Overview of HTCondor¶
This is designed to be a basic, high-level overview of some of the key features and functionality of HTCondor. For a complete reference for HTCondor see the HTCondor User Manual.
I am not an expert in HTCondor. I’ve worked with HTCondor for the last several years and have realized that there is a steep learning curve. This overview is designed to give a brief introduction to some of the main concepts of HTCondor as I understand them, for those that want to use HTCondor, but are not experts in the field of scientific computing.
What is HTCondor¶
HTCondor is a job scheduling and resource management software. HTCondor creates an HTC system by grouping, or “pooling”, network-connected computing resources. A common example of an HTCondor pool is a set of lab or office computers that are all on the same network and configured (through HTCondor) to be part of the same computing system. Each computer in the pool is assigned one or more roles such as matchmaker, resource, or agent. Background processes, called daemons, which are specified in the computer’s HTCondor configuration file determine the role(s) of a computer. Each pool has only one matchmaker, which serves as the central manager. All other computers in the pool are resources and/or agents and are configured to report to the central manager. A resource is also known as a worker, and is a computer designated to run jobs. And an agent, also known as a scheduler, is a computer designated to schedule jobs. Any computer in the pool (including the central manager) may function as both a resource and an agent. Figure 1 shows a possible HTCondor pool configuration.
Figure 1. Possible HTCondor pool configurations.
To submit a job to the pool a user must create a file to describe the job requirements, including the executable and any input or output files. This file is known as a problem solver. The user submits the problem solver to an agent, which advertises the requirements needed to run the job to the central manager. Similarly, each resource in the pool also advertises its availability, capabilities, and preferences to the central manager. This advertising, from both the agents and the resources, is done using a schema-free language called ClassAds. Periodically the central manager scans the ClassAds from resources and from agents and try to match jobs and resources that are compatible. When a match is made, the central manager notifies the agent and the resource of the match. It is then the agent’s responsibility to contact the resource and start the job. This interaction is handled by a process running on the agent, known as the shadow, which communicates with a process running on the resource, called the sandbox. The shadow provides all of the details required to execute a job, while the sandbox is responsible for creating a safe and isolated execution environment for the job.

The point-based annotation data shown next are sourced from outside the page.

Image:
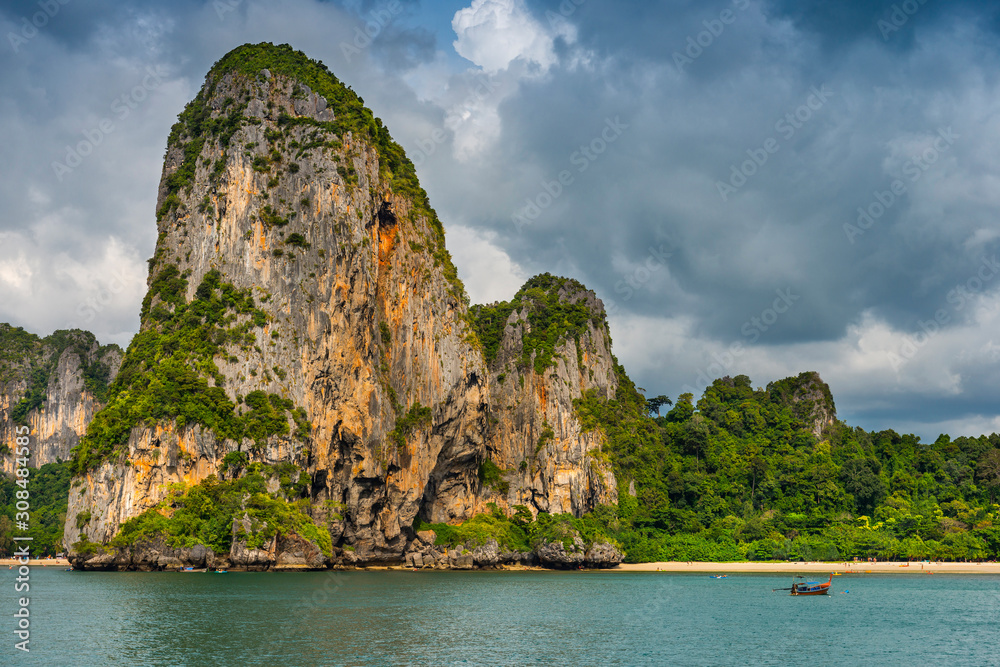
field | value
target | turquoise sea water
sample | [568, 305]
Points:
[500, 618]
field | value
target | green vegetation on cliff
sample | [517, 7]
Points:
[552, 318]
[169, 371]
[196, 124]
[204, 513]
[38, 358]
[48, 491]
[741, 475]
[518, 532]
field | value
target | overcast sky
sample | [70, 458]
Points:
[752, 187]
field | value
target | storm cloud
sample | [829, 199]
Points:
[752, 187]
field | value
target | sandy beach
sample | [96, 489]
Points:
[887, 567]
[36, 562]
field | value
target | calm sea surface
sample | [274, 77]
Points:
[500, 618]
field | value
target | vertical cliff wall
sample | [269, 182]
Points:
[299, 261]
[52, 385]
[304, 314]
[547, 347]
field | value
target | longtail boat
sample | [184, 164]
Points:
[809, 587]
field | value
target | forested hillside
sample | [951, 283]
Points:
[741, 474]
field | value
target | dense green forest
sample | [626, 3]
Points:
[740, 475]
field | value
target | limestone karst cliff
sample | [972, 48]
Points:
[546, 347]
[304, 321]
[52, 385]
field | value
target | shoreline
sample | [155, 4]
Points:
[695, 567]
[882, 567]
[36, 562]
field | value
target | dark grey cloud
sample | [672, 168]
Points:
[667, 98]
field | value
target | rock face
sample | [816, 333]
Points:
[53, 386]
[298, 260]
[809, 397]
[550, 463]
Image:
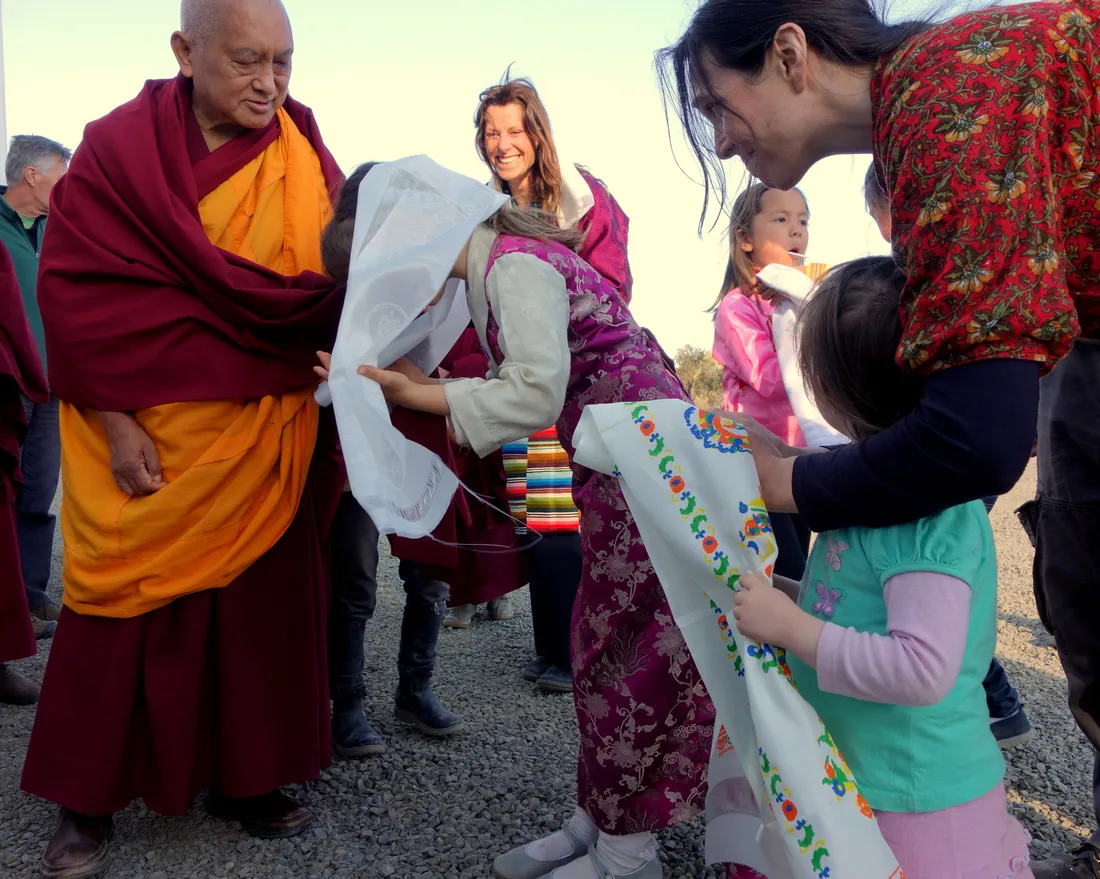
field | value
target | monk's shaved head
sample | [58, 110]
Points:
[238, 55]
[199, 20]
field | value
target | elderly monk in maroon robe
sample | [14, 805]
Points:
[182, 301]
[20, 376]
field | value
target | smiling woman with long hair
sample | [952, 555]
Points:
[514, 139]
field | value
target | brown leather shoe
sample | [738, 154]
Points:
[43, 628]
[78, 848]
[274, 815]
[15, 689]
[48, 612]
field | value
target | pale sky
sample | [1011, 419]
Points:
[388, 79]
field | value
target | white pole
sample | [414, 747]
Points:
[3, 103]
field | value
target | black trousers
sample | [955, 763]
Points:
[1064, 524]
[556, 574]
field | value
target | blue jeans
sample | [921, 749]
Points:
[41, 462]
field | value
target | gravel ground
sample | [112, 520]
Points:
[446, 809]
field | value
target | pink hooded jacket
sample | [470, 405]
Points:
[751, 380]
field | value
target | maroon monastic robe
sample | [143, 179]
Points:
[20, 376]
[226, 688]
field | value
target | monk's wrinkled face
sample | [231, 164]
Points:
[242, 70]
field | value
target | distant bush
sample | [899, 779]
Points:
[702, 376]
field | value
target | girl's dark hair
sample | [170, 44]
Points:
[875, 194]
[736, 34]
[509, 220]
[338, 235]
[739, 268]
[848, 338]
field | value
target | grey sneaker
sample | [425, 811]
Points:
[518, 865]
[460, 617]
[501, 610]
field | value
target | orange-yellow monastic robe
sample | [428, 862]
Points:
[234, 470]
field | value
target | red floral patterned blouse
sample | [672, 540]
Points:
[987, 136]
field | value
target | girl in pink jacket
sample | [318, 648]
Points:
[767, 227]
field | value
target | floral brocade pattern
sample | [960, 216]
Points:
[646, 720]
[987, 133]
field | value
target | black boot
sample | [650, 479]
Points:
[352, 736]
[418, 706]
[425, 607]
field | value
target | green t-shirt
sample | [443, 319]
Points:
[910, 758]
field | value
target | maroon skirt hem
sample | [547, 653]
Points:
[223, 689]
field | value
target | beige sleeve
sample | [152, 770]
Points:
[531, 305]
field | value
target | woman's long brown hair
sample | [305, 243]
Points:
[546, 174]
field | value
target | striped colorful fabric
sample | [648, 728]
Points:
[550, 507]
[515, 471]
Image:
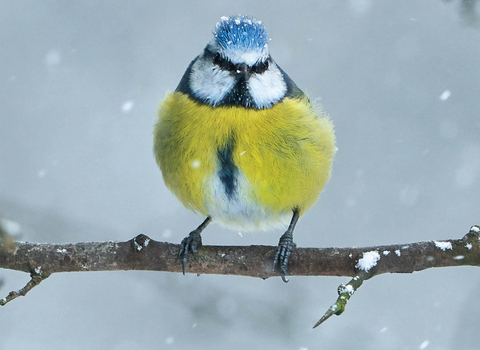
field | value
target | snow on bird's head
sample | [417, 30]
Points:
[241, 39]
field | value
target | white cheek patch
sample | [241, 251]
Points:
[268, 88]
[210, 83]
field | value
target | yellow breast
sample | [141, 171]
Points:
[281, 157]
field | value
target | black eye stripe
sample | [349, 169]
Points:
[260, 67]
[226, 64]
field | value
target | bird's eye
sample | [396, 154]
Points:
[223, 63]
[260, 67]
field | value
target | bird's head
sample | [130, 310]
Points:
[235, 68]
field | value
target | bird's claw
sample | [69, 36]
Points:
[282, 254]
[191, 243]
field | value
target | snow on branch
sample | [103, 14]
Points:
[143, 253]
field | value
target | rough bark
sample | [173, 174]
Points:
[143, 253]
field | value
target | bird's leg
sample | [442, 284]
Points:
[284, 248]
[192, 243]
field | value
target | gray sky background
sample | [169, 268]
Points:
[80, 83]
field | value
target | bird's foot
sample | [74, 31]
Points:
[282, 254]
[189, 244]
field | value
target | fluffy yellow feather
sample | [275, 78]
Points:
[284, 152]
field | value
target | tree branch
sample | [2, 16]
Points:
[143, 253]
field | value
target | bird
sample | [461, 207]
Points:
[240, 143]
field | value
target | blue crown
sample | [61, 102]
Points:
[241, 33]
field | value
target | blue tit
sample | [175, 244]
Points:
[239, 142]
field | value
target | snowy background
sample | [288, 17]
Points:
[80, 83]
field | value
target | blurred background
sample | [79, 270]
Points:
[80, 83]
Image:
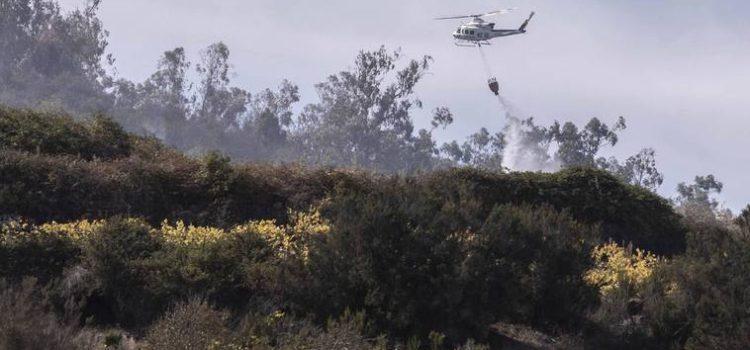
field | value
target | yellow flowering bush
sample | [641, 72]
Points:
[292, 240]
[75, 230]
[620, 268]
[189, 235]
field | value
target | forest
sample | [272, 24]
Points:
[179, 214]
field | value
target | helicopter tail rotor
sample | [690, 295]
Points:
[526, 23]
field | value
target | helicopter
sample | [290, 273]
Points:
[478, 32]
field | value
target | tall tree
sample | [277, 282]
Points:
[48, 59]
[219, 107]
[364, 117]
[639, 170]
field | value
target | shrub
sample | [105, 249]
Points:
[701, 300]
[47, 133]
[117, 255]
[190, 325]
[26, 322]
[26, 250]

HTCondor provides several runtime environments called universes. The two most common universes are the standard universe and the vanilla universe. The standard universe is only available on Unix machines. It enables remote system calls so the resource that is running the job can remotely make calls to the agent to open and read files, which means that job files need not be transferred, but can remain on the submitting machine. It also provides a mechanism called checkpointing. Checkpointing enables a job to save its state. Thus when a resource becomes unavailable in the middle of executing a job (because, for example, a user starts using the computer where the job is running), the job can start on a new resource from the most recent checkpoint. The vanilla universe is the default universe and is the most generic. It requires that the computing resources have a shared file system or that files be transferred from the submitting machine to the computing resource. The vanilla universe does not provide the checkpointing mechanism, and thus, if a job is interrupted mid-execution, it must be restarted on a new resource. Various other universes are available and are described in greater detail in the user manual
HTCondor also provides a mechanism, called flocking, for submitting jobs to more than one pool of resources. Flocking enables organizations to combine resources while maintaining control of their own pool. For a machine to be able to flock to a remote pool the remote scheduler must be identified in the configuration on that machine. Additionally, the remote scheduler must accept the machine to be flocked from in its own configuration. The submitting machine will first try to match jobs in its native pool, but when resources are not available then it will “flock” jobs to the remote pool. Generally, a remote pool will not have a shared file system, so jobs that are flocked must enable the file transfer mechanism.
HTCondor is ideal for embarrassingly parallel batch jobs, but it also provides a way of executing workflows using directional acyclic graphs (DAGs). A DAG specifies a series of jobs, referred to as nodes, that need to be run in a particular order and also defines the relationships between nodes using parent-child notation. This allows for the common situation where the output from a preliminary set of simulations is used as input for a subsequent set of simulations. An alternative scheduler called a DAG Manager (DAGMan) is used to orchestrate submitting jobs in the proper order to the normal scheduler. If a node in the DAG fails, the DAGMan generates a rescue DAG that keeps track of which nodes are completed and those that still need to run. A rescue DAG can be resubmitted, and it will continue the workflow from where it left off. This provides a robust mechanism for executing large workflows or a large number of jobs.